Cannot Breed Away Ridgelessness
So as we can see, there is not really any easy way of knowing whether a particular individual Ridgeback with the ridge is Rr or RR. Therefore culling the puppies that lack the ridge will never, ever make 100% of Rhodesian Ridgebacks have the ridge. In fact, if all ridgeless Ridgebacks were removed from breeding, then only RR and Rr will breed; and we can calculate that the adult population will be ⅓ RR and ⅔ Rr; and newborn Ridgebacks will be ⅜RR, ½Rr, and ⅛rr. They’d be dedicated to excluding ⅛ of every litter. Despite the AKC’s definition that “The ridge must be regarded as the characteristic feature of the breed,” the fact remains that like ¼ of them do not have it (at minimum ⅛); and Ridgelessness is a disqualification for it being considered as a member of the breed.

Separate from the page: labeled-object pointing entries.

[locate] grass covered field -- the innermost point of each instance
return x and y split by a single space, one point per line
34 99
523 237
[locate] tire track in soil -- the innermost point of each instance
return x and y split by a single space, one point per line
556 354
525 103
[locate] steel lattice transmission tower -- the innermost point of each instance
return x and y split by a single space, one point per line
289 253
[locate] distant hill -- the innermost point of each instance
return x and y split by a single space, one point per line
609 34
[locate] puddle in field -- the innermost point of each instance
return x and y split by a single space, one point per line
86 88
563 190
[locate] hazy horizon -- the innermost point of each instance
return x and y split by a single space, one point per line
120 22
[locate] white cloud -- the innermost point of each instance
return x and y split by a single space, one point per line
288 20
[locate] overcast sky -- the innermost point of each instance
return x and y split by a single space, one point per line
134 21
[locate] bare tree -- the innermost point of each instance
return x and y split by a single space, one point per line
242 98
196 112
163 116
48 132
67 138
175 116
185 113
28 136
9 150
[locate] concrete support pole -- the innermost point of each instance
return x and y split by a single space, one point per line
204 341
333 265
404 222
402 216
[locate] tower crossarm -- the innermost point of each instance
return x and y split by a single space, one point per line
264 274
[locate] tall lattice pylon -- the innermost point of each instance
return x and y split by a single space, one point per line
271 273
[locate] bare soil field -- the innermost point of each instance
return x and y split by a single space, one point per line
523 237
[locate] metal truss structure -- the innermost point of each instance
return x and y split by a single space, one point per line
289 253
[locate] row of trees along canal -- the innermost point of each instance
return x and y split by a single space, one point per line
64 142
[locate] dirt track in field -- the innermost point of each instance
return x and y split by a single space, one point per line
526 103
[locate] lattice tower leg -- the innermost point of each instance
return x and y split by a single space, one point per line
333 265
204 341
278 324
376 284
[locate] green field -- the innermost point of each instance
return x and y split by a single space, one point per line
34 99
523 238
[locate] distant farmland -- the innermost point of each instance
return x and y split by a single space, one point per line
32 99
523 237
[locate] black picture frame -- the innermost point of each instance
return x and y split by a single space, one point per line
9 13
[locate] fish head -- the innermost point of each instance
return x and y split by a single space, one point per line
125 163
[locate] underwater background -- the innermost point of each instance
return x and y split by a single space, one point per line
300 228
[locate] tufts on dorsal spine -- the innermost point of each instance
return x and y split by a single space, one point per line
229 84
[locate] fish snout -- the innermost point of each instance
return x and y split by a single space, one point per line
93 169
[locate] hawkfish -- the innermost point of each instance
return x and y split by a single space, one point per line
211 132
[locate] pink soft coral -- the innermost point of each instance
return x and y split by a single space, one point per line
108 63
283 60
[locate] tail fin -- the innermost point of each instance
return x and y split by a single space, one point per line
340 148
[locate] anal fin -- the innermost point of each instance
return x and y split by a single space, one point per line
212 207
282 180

It seems irrational to disqualify a quarter of the population from being considered a member of its breed, even if it’s purebred. I think the other characterstics are much better defining features of Rhodesian Ridgebacks:
A mature Ridgeback is a handsome, upstanding and athletic dog, capable of great endurance with a good amount of speed. Of even, dignified temperament, the Ridgeback is devoted and affectionate to his master, reserved with strangers.
This quite accurately describes Eli.
Inheritance is not Additive
The second misconception about genetics that I alluded to is that of additivity. When I tell people that Eli is a Ridgeback-Mastiff mix; they think, Ridgeback is big, Mastiff is big, Eli must be REALLY big. As we just saw with the ridge example, if bigness were a set of many genes, each with factors leading the bigness that followed Mendelian pattern of inheritance, this would not occur. Let’s say … bone length, Ll; bone thickness, Tt; muscle mass, Mm; and hide thickness Hh …. and the dominant form of each contributing to a total trait, bigness, we could run these probabilities through a simulation and prove that it is actually more likely for him to end up smaller than the typical individual of either of his parent breeds. If I were better at programing in R, I’d run through a simulation (perhaps another time). An another note, there are lots of variations on this paradigm. Some traits are close enough on a chromosome that they always segregate together; sometimes there is codominance, and sometimes there’s less than 100% penetrance. It’s nice, though, to have an understanding of these things when we look at the world around us and contemplate the origins of our best friends.